Qu’est-ce que vous retenez de vos différents échanges?
Contrairement à ce qu’on pourrait croire, plus de 30 mois après la tempête Alex, les plaies sont toujours ouvertes. Chez les élus, on sent vraiment la souffrance. C’est très vif. Les communications, l’électricité, les routes… Des villages ont été coupés du monde après la tempête. La vallée de la Roya, et Tende notamment, l’est restée le plus longtemps. Pour les routes, le réseau est presque rétabli, ça a plutôt bien fonctionné. Le plus long aujourd’hui, ce sont les indemnisations et le redémarrage de l’activité économique dans les vallées.
Pourquoi c’est aussi long?
Car la situation d’urgence est terminée. Les demandes d’autorisations (urbanismes, défrichement etc.) reprennent des délais normaux, c’est-à-dire très longs. Le seuil de tolérance de la population face à ces attentes est moindre. Les gens veulent que ça avance et on ne peut que le comprendre. Quand ce genre de chose dure trop longtemps, ça ne permet pas d’oublier et de passer à autre chose.
Les perquisitions à la Métropole ont mis des travaux à l’arrêt dans certaines zones sinistrées. Une incidence sur la Roya?
Au moment où on se parle, non. Mais je ne peux pas l’exclure non plus. Les derniers ouvrages n’ont pas tenu. Pour quelles raisons ? Je ne sais pas. On ne peut écarter aucun scénario.
Une reconstruction de cette ampleur n’est-elle pas l’occasion de reconstruire différemment?
L’idée c’est que tous les nouveaux projets soient résilients. Il ne faut pas refaire les mêmes erreurs. Il y a de nouveaux aménagements à prendre en compte.
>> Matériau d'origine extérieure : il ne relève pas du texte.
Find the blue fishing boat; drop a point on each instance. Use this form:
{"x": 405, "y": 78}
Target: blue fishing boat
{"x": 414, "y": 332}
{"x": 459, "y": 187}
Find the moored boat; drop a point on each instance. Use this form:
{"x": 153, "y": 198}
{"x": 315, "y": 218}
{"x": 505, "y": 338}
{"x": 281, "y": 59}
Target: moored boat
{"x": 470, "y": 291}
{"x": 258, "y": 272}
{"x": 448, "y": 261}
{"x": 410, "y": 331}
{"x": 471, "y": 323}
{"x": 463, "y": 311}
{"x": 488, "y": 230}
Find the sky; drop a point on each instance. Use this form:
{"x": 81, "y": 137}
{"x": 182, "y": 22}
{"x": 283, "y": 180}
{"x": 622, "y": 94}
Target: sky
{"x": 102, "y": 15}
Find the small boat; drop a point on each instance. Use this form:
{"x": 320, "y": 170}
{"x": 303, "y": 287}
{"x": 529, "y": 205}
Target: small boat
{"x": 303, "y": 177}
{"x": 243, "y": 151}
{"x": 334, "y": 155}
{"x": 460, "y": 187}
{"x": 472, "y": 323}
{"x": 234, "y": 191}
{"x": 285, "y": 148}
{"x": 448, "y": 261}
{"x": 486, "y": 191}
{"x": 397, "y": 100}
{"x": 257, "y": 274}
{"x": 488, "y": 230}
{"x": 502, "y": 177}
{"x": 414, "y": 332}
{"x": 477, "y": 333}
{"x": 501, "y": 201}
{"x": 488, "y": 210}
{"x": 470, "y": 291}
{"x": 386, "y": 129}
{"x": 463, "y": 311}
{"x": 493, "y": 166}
Ce qui a posé beaucoup de problèmes d’ailleurs car, dans les subventions publiques, les indemnisations s’obtiennent si on reconstruit à l’identique et au même endroit. Pour reconstruire de manière résiliente, des subventions n’ont pas été attribuées ou alors il a fallu beaucoup se battre. C’est une grosse bataille administrative au milieu d’une enveloppe à plusieurs millions d’euros. À l’issue de cette mission, Philippe Pradal et moi-même ferons une proposition de loi commune pour alléger ces procédures administratives.
Justement, le clivage politique entre vos deux familles politiques n’est pas un frein?
Absolument pas. Nous sommes tous les deux bien implantés dans notre territoire. Cette mission est pour le bien de ce dernier et la population qui y vit. On a un intérêt local commun et nous travaillons dans des conditions positives. C’est avec les gens butés et non ancrés dans leur territoire que ça ne fonctionne pas.
Vous allez prochainement [aujourd’hui pour nos lecteurs] auditionner Karim Touati, directeur territorial de la SNCF?
Oui nous attendons qu’il nous explique son bilan de la gestion de la tempête Alex. Cette ligne, qui devait être plus ou moins abandonnée, a montré toute son utilité pendant les mois qui ont suivi ce tragique événement. C’est une des rares voies de circulation qui a fonctionné et qui a permis de ravitailler Tende rapidement. Il faut en tirer les conclusions et voir ce que la SNCF va faire pour cette ligne. C’est le passé et le futur.
À la fin de cette mission, vous prévoyez des propositions de lois donc?
Ce sera surtout pour des allègements de procédures administratives, sur les délais etc. Le rapport de cette mission est prévu pour le 14 juin.